One is that wealth is outward focused: for people to pay you for whatever you create, it has to be stuff they consider valuable. (Ethical wealth, I mean, of course!) They determine that, not you. It’s not about how much work you feel like you put in, it’s how valuable people consider that work to be. If you make money off a book, a movie, an app, you’ve basically been paid for creating value. It’s all about the value. The money (in this sense) is simply people putting their money where their mouth is (as against merely saying your work is valuable).
Status, however, is inward-looking: it’s not about others, it’s about me. It’s about do others like me, do they accept me as one of the group, do they think I’m important, maybe even recognise me as something of a leader? If they like me, then I get to be higher status, or at least not be lower. It’s all about my position.
As Naval put it elsewhere, you can fight for bigger slices of the cake (because status requires someone to be below for another to be above) or you can work to create a bigger cake which allows bigger slices in general.
To put it another way, you can be creating value for others (that they’re actually willing to part with monetary value for), or protecting your status (that you’re rewarded with higher status for).
A helpful way to think about which is which, though, is are you more concerned about people’s response to your work (value creation) or your person (status protection)?
Of course we all have to do both to varying degrees, but which of the two is more important to you? And it’s easy to tell ourselves of course we really want to create value, but it’s important to be honest with ourselves. Heck, making money itself is often a status game.
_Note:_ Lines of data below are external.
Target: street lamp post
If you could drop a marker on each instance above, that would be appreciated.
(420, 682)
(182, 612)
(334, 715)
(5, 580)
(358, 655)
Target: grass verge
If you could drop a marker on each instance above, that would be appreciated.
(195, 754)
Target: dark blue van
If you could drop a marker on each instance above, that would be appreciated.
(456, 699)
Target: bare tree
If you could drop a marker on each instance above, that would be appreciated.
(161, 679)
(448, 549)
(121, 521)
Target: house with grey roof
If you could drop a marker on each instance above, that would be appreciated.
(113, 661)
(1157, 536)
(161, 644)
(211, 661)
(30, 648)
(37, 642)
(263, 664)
Ultimately, though, what’s our main driver: how people rate us or how they rate our work? And when they don’t like our work do we take that as a sign to do more work or do we make that also a status thing? Are we really working for status? In our interactions, online, on social media and online, are we playing status games or creating value?
Overall the categorisation isn’t very precise — even problematic in some ways — but I still think it’s very useful, especially in the questions it raises and how those can help us think about how we work and exist in the world.
What are your thoughts on this? Do you find it useful, yourself? If not, why? And if you do, which do you find yourself caught up in more?